Why “low recoil”? It means “less power” to me. Is it a less lethal type or just another marketing gimmick?



#2

Low recoil ammos allows faster follow up shots and tighter patterns.


#3

In a shotgun the felt recoil can be made to appear less sharp by using slower burning powders but this is not really all that compatable with the shorter barrels


#4

Yes, the velocity is lower and/or shot load is lighter.


#5

The low recoil loads are often used as training loads. Some of the earliest used for training were used / developed by the FBI (Bill Vanderpool) in the 1990’s called Thumper by Remington. When a lot of 00 Buck goes downrange low recoil is a factor.


#6

Many agencies (including mine) issue low/reduced-recoil shotgun ammo for police duty use. A good example is the standard Federal F127RS rifled 10z slug which is advertised at 1600fps. The ‘low-recoil’ version (LE127RS last I checked) clocks lower, a bit under 1200fps last time I tested them. Buckshot rounds are similarly ‘downloaded’.
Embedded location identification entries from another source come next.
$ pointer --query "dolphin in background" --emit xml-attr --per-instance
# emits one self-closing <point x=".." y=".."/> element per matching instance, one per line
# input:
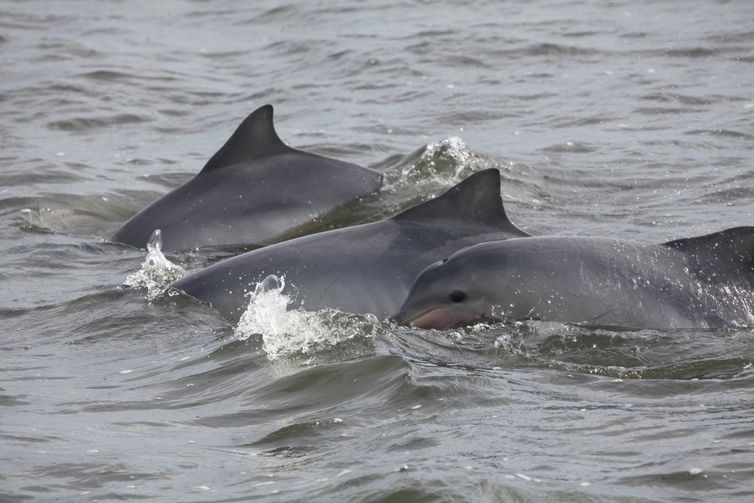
<point x="254" y="191"/>
<point x="700" y="282"/>
<point x="366" y="268"/>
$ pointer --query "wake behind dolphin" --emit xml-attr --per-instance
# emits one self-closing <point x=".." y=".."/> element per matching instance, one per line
<point x="701" y="282"/>
<point x="366" y="268"/>
<point x="253" y="191"/>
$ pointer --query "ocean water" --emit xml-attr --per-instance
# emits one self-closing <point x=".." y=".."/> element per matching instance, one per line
<point x="620" y="118"/>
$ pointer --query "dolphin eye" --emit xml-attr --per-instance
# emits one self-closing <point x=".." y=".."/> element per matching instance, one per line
<point x="457" y="296"/>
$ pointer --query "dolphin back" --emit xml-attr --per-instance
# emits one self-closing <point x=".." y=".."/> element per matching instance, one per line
<point x="474" y="200"/>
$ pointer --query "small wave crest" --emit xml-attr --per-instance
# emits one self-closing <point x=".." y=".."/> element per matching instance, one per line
<point x="156" y="272"/>
<point x="445" y="162"/>
<point x="290" y="333"/>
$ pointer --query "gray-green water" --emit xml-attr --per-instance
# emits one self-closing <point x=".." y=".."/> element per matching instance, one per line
<point x="621" y="118"/>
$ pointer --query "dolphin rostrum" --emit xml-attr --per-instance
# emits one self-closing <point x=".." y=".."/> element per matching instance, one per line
<point x="254" y="191"/>
<point x="366" y="268"/>
<point x="701" y="282"/>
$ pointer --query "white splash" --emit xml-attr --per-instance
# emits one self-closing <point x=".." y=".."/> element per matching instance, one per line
<point x="293" y="332"/>
<point x="446" y="160"/>
<point x="156" y="272"/>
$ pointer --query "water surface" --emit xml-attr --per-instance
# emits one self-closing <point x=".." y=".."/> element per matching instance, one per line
<point x="626" y="119"/>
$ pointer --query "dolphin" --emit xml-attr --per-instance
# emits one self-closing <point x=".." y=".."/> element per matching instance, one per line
<point x="255" y="190"/>
<point x="700" y="282"/>
<point x="367" y="268"/>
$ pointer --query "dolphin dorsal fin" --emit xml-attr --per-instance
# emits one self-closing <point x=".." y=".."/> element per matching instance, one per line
<point x="476" y="199"/>
<point x="721" y="254"/>
<point x="253" y="139"/>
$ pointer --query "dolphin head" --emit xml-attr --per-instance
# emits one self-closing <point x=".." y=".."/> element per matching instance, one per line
<point x="447" y="293"/>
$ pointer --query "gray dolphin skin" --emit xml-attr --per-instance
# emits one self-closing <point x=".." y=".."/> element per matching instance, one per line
<point x="366" y="268"/>
<point x="701" y="282"/>
<point x="253" y="191"/>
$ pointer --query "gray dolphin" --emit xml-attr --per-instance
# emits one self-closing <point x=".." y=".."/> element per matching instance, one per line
<point x="698" y="282"/>
<point x="366" y="268"/>
<point x="253" y="191"/>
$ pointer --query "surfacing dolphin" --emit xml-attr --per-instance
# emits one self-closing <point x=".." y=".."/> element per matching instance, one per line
<point x="255" y="190"/>
<point x="366" y="268"/>
<point x="698" y="282"/>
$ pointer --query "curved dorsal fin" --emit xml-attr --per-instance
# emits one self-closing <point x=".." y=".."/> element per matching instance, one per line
<point x="476" y="199"/>
<point x="253" y="139"/>
<point x="724" y="254"/>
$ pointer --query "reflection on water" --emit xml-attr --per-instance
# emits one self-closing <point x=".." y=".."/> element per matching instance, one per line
<point x="616" y="118"/>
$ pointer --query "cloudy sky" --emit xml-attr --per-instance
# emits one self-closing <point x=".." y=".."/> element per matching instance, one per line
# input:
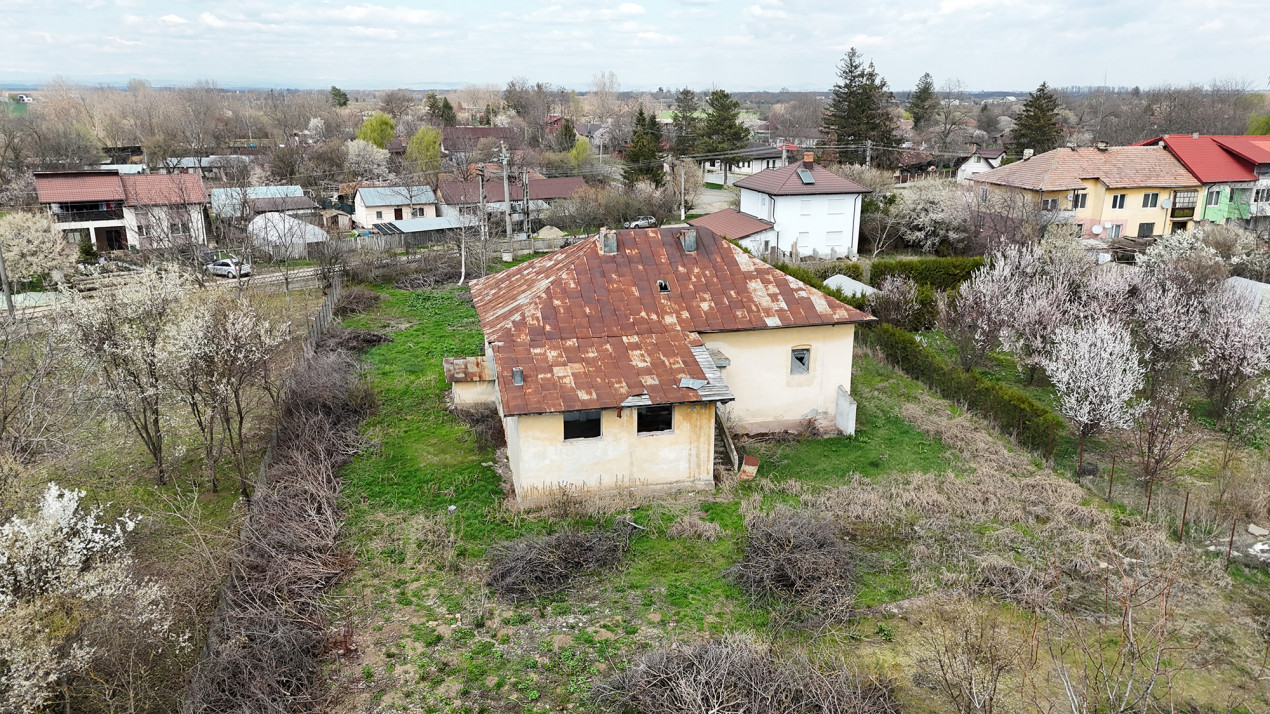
<point x="738" y="45"/>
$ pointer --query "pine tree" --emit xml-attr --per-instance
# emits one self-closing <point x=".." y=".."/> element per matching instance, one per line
<point x="860" y="112"/>
<point x="923" y="103"/>
<point x="685" y="122"/>
<point x="1036" y="126"/>
<point x="643" y="153"/>
<point x="721" y="131"/>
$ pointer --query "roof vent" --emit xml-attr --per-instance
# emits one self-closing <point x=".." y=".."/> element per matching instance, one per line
<point x="690" y="240"/>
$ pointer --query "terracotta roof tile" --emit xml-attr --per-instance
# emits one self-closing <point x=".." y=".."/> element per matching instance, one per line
<point x="785" y="182"/>
<point x="1118" y="167"/>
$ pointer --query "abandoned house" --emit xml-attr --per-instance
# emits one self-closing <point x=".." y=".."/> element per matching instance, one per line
<point x="610" y="360"/>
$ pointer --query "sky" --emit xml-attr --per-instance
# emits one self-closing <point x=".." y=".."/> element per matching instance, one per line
<point x="734" y="45"/>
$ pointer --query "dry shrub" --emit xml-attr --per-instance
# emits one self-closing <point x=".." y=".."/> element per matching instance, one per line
<point x="353" y="300"/>
<point x="268" y="638"/>
<point x="433" y="268"/>
<point x="694" y="525"/>
<point x="793" y="558"/>
<point x="485" y="424"/>
<point x="739" y="675"/>
<point x="537" y="565"/>
<point x="339" y="338"/>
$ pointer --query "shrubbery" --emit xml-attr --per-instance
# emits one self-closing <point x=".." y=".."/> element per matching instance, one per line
<point x="939" y="273"/>
<point x="1011" y="409"/>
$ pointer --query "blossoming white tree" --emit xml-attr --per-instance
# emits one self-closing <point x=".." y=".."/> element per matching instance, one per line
<point x="67" y="586"/>
<point x="1096" y="371"/>
<point x="122" y="338"/>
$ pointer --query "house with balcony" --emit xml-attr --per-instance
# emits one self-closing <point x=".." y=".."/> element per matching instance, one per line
<point x="1110" y="193"/>
<point x="121" y="212"/>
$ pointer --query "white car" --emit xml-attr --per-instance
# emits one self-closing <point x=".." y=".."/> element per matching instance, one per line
<point x="229" y="268"/>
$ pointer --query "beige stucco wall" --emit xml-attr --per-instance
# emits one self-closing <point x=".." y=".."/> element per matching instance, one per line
<point x="544" y="461"/>
<point x="767" y="395"/>
<point x="475" y="393"/>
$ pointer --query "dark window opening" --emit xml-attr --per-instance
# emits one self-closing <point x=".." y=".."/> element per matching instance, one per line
<point x="800" y="361"/>
<point x="654" y="419"/>
<point x="582" y="424"/>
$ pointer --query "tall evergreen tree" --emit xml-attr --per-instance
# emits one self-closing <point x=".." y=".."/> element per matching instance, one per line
<point x="721" y="131"/>
<point x="923" y="103"/>
<point x="643" y="153"/>
<point x="860" y="112"/>
<point x="685" y="122"/>
<point x="1036" y="126"/>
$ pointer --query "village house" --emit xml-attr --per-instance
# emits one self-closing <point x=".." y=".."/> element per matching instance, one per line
<point x="1108" y="192"/>
<point x="375" y="205"/>
<point x="1235" y="172"/>
<point x="610" y="360"/>
<point x="117" y="212"/>
<point x="813" y="212"/>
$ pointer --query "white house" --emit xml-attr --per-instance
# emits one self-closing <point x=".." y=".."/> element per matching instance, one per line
<point x="393" y="203"/>
<point x="813" y="211"/>
<point x="978" y="161"/>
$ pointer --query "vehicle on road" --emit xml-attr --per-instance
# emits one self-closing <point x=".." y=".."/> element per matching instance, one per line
<point x="641" y="222"/>
<point x="229" y="268"/>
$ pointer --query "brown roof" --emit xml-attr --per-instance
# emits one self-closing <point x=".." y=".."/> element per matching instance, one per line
<point x="70" y="187"/>
<point x="786" y="182"/>
<point x="593" y="330"/>
<point x="1118" y="167"/>
<point x="281" y="203"/>
<point x="732" y="224"/>
<point x="540" y="189"/>
<point x="163" y="189"/>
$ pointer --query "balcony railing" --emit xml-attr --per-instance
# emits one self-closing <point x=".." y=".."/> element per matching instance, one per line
<point x="84" y="216"/>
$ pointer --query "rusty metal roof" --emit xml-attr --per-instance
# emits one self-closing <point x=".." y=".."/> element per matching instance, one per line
<point x="589" y="329"/>
<point x="469" y="369"/>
Given the smaller average size, lowered average strength, and diminishd shooting familiarity of the average US police recruit in the last 10-15 years, the lower recoil shells can also increase confidence with the weapon since the recoil is less severe. Police training courses often run several hundred buckshot and slugs in a day, so the RR loads can make the difference between “YEAH we get to SHOOT today” and “oh man I don’t want to shoot the 12 gauge”. I’ve run the Winchester, Remington, Brenneke, Hornady and Federal reduced-recoil loads in several shotguns (14 to 22 inch barrels) and in each instance the perceived recoil is less.
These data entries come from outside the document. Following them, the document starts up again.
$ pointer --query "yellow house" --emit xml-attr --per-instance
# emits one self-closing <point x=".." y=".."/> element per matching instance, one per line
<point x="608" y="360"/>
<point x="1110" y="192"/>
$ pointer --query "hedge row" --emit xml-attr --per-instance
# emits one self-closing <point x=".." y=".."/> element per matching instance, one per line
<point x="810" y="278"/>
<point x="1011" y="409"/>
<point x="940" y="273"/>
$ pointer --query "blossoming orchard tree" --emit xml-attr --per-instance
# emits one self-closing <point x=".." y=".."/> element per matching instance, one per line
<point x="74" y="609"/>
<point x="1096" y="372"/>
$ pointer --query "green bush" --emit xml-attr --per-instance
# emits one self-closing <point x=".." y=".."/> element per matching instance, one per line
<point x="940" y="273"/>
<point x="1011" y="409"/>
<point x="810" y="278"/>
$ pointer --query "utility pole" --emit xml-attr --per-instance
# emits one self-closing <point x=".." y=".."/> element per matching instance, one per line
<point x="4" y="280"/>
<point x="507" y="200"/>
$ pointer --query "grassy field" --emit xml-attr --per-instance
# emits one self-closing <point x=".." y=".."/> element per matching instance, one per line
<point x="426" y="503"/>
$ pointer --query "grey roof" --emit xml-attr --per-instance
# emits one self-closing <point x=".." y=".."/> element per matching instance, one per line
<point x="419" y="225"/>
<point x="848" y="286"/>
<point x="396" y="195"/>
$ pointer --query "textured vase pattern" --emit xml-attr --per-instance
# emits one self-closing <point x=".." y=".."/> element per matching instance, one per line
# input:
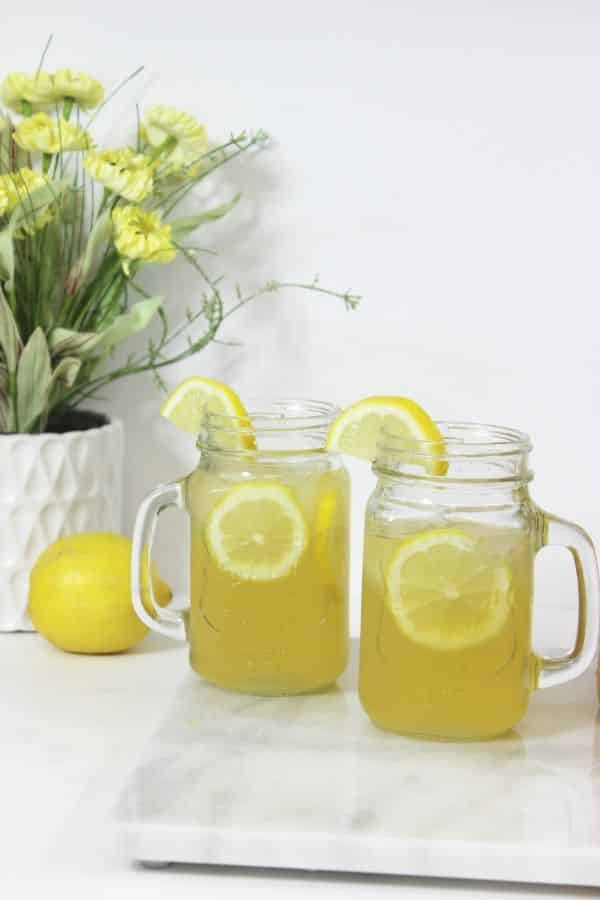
<point x="52" y="485"/>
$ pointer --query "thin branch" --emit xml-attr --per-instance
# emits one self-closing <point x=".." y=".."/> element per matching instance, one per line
<point x="43" y="56"/>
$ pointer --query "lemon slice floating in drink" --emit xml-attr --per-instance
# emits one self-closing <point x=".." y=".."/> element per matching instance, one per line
<point x="357" y="429"/>
<point x="444" y="594"/>
<point x="187" y="406"/>
<point x="257" y="531"/>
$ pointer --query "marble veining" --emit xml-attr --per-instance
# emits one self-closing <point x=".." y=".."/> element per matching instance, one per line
<point x="309" y="782"/>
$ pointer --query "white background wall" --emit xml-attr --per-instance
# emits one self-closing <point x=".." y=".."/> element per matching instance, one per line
<point x="442" y="158"/>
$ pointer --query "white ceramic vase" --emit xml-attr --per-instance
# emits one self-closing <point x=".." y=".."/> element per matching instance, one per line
<point x="52" y="485"/>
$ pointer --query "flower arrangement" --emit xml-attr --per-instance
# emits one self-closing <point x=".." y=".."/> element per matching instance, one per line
<point x="77" y="225"/>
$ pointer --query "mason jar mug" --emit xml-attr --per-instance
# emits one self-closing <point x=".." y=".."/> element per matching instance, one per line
<point x="269" y="552"/>
<point x="450" y="542"/>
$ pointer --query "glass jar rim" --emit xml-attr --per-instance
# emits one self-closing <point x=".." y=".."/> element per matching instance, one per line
<point x="460" y="440"/>
<point x="270" y="417"/>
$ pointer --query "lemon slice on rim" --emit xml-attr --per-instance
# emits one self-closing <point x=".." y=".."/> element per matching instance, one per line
<point x="357" y="428"/>
<point x="257" y="531"/>
<point x="443" y="592"/>
<point x="187" y="405"/>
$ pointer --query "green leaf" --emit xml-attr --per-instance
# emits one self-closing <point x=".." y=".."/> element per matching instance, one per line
<point x="181" y="227"/>
<point x="63" y="376"/>
<point x="33" y="380"/>
<point x="135" y="319"/>
<point x="99" y="235"/>
<point x="7" y="257"/>
<point x="10" y="340"/>
<point x="62" y="341"/>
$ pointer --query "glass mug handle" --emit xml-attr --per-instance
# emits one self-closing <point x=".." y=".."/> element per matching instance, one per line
<point x="164" y="621"/>
<point x="559" y="533"/>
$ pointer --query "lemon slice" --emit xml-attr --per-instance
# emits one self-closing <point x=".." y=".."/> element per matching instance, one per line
<point x="356" y="430"/>
<point x="257" y="531"/>
<point x="445" y="593"/>
<point x="187" y="406"/>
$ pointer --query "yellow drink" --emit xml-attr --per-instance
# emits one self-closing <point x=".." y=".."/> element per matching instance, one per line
<point x="445" y="683"/>
<point x="283" y="635"/>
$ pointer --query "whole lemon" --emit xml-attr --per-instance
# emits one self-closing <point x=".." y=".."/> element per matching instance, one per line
<point x="80" y="594"/>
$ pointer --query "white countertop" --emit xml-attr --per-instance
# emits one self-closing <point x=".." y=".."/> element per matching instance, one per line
<point x="72" y="729"/>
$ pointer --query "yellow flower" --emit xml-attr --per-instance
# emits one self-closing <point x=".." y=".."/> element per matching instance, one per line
<point x="123" y="172"/>
<point x="183" y="138"/>
<point x="78" y="87"/>
<point x="141" y="234"/>
<point x="16" y="188"/>
<point x="34" y="91"/>
<point x="41" y="134"/>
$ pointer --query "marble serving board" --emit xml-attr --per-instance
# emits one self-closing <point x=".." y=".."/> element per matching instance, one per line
<point x="310" y="783"/>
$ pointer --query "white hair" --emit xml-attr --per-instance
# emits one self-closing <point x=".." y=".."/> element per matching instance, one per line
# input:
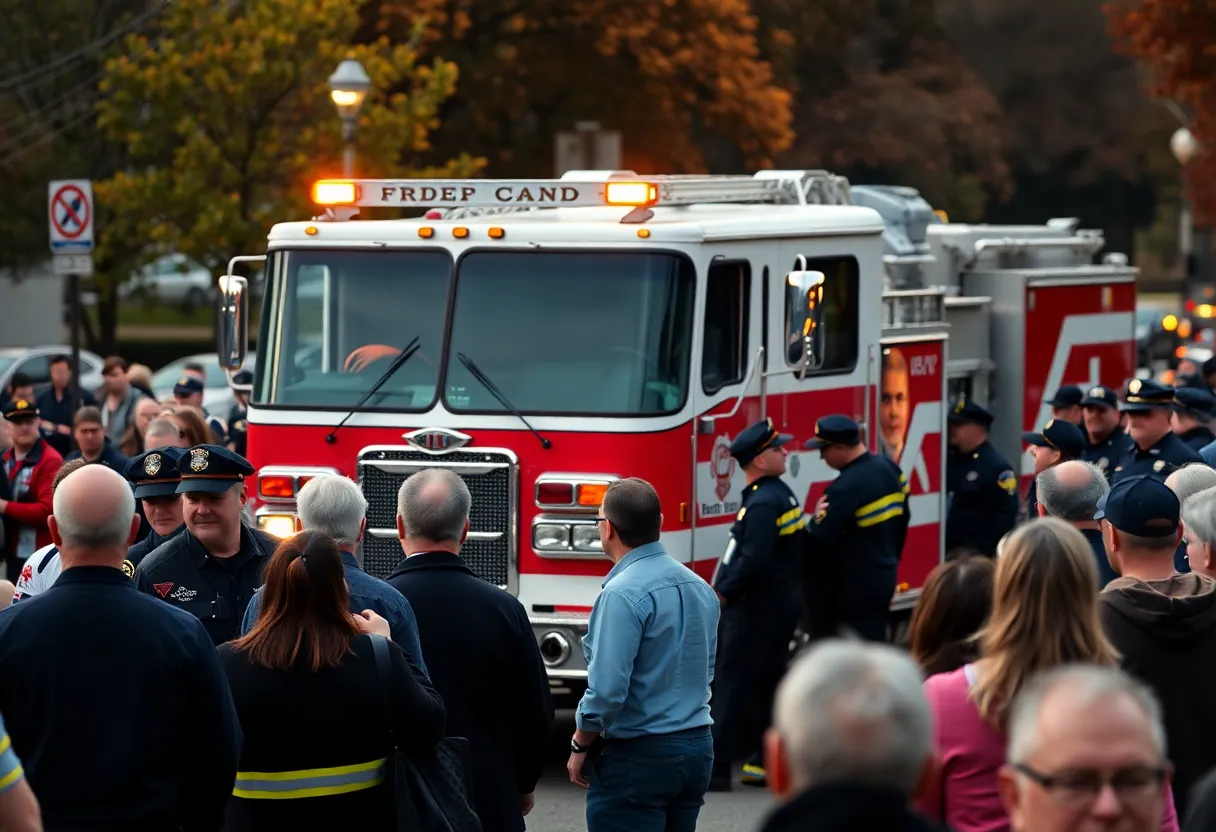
<point x="335" y="506"/>
<point x="1087" y="684"/>
<point x="855" y="713"/>
<point x="88" y="533"/>
<point x="1199" y="515"/>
For hunting/stopping large game, where shots out to 40-50yds (and beyond) with shotguns are common, the standard/high velocity shell helps with trajectory and wounding capability. A majorty of US police engagement ranges (even with rifles and shotguns) are well under 25yds, so the ‘extra’ velocity isn’t always necessary.

The low-recoil loads also offer increased penetration in many cases. Standard vel shells cause the slug/pellet to deform/flatten in the target. Lower velocity typically results in tighter patterns as well from most police (Improved Cylinder choke, 14"-20" barrels).

The wounding effect of the low-recoil buckshot and slugs loads is not significantly diminished in my experience (otherwise I would not issue them).

www.le.atk.com has some good shotgun ballistics resources.

I strongly prefer the Federal reduced-recoil FliteControl (LE132) load for buckshot. I still carry full-power Brenneke slugs, since they have the benefit of longer practical range and increased barrier penetration.